MOV06407.flv video by Otaku1031 - [email protected]@[email protected]@http://vid73.photobucket.com/player.swf?file=http://vid73.photobucket.com/albums/i231/Otaku1031/[email protected]@[email protected]@[email protected]@[email protected]@[email protected]@[email protected]@i231/Otaku1031/MOV06407


----------



## Lady Nyxie (Aug 30, 2006)

Nice job.


----------



## Bloodhound (Oct 16, 2007)

That's great! I like your idea of putting her at the end of the driveway to greet the TOTs.


----------



## midnight_moon (Apr 28, 2008)

Very nice job!
So many ideas........So little time...


----------



## HalloweenZombie (Jul 22, 2007)

That looks really cool! I especially like the way her feet touch the ground when the rocker moves forward. It looks like she is pushing off when the rocker moves back. It's as if you got some extra animation out of it.


----------



## scream1973 (Dec 23, 2007)

Thats running nice and slow .. 5 Volts?


----------



## Sickie Ickie (Jun 20, 2006)

HalloweenZombie said:


> That looks really cool! I especially like the way her feet touch the ground when the rocker moves forward. It looks like she is pushing off when the rocker moves back. It's as if you got some extra animation out of it.


I had the same thought. nice job in animation. My 3 yr old loved it!


----------



## Lilly (Jun 13, 2006)

Great Job Otaku
Yeah her feet make it look like she's doing it.


----------



## tonguesandwich (Oct 13, 2006)

Nice job!


----------



## slightlymad (May 25, 2006)

Nice work


----------



## beelce (Jul 21, 2007)

Great job Otaku...I do like the foot action


----------



## Haunted Bayou (Feb 16, 2007)

Way cool!


----------



## Otaku (Dec 3, 2004)

Thanks, everyone. I'm having a lot of fun with this prop.

Scream - yes, it's running on 5VDC on the slow setting. The reason it's on a board is that it will be sitting on a sloping driveway and the chair creeps around if it's not fairly level. I'll post another vid when I get the voice track running. I got lucky with the foot action - her legs are just the right length. I'm going to the thrift store soon to get a pair of Mary Janes and some socks to keep her feet warm.
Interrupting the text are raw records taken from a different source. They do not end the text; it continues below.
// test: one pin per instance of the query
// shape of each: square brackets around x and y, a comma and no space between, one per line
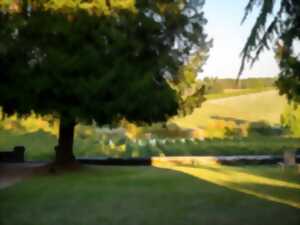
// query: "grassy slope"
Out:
[152,196]
[265,106]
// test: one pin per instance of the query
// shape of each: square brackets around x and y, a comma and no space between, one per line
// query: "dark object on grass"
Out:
[16,155]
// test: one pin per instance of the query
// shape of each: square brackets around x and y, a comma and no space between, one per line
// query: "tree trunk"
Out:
[64,150]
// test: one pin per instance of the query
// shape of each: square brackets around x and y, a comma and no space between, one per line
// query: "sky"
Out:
[224,26]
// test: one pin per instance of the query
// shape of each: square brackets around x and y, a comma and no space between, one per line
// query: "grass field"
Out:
[150,196]
[39,137]
[263,106]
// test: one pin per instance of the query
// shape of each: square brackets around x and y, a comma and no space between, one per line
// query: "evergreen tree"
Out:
[97,60]
[283,30]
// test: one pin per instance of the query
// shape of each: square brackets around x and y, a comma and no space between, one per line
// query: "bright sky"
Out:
[224,26]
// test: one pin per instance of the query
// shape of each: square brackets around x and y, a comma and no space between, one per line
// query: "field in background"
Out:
[263,106]
[220,127]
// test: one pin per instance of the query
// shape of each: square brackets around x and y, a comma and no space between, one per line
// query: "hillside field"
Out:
[263,106]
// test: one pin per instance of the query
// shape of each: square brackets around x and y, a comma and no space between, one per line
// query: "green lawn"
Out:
[40,146]
[146,195]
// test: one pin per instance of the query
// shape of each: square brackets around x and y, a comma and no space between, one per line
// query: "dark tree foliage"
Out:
[283,29]
[85,61]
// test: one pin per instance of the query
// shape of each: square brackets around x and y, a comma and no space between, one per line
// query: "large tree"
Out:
[97,60]
[277,26]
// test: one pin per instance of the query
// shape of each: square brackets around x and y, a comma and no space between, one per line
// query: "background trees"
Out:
[280,33]
[95,60]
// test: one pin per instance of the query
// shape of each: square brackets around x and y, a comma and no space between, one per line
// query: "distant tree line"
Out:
[216,85]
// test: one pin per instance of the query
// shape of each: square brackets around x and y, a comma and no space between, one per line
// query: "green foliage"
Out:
[284,29]
[96,63]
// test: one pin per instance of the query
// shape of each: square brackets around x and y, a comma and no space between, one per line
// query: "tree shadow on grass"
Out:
[138,195]
[263,187]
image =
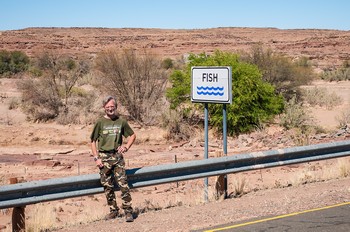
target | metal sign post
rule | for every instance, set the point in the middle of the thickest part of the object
(212, 85)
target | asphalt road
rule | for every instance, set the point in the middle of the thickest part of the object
(335, 218)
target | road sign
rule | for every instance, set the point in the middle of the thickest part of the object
(211, 84)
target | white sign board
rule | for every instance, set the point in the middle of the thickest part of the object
(211, 84)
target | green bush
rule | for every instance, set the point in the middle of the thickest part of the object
(341, 74)
(280, 71)
(254, 101)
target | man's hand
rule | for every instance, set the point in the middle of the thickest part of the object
(122, 149)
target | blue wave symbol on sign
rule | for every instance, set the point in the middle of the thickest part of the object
(206, 90)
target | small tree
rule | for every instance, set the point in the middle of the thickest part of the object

I guess I'll have to take one of her legs with me so I get the right size.


----------



## scareme (Aug 29, 2006)

Great looking prop. And the Mary Janes will be the perfect touch. I can just see you shopping with a skeleton leg. LOL


----------



## Sickie Ickie (Jun 20, 2006)

beelce said:


> Great job Otaku...I do like the foot action


No comment. LOL


----------



## GothicCandle (Mar 26, 2007)

awesome prop!!! Man, the thought of someone running around the store with a skelly leg and asking where the shoe section is is just great! LOL


----------



## Ghostess (Aug 21, 2005)

Love her! I agree with everyone about the foot movement... nice!


----------



## slimy (Jul 12, 2006)

Good job, O!


----------



## mymania (Jun 12, 2007)

Awesome! I was trying to decide what to do with my latest wiper motor....wonder if I should do this


----------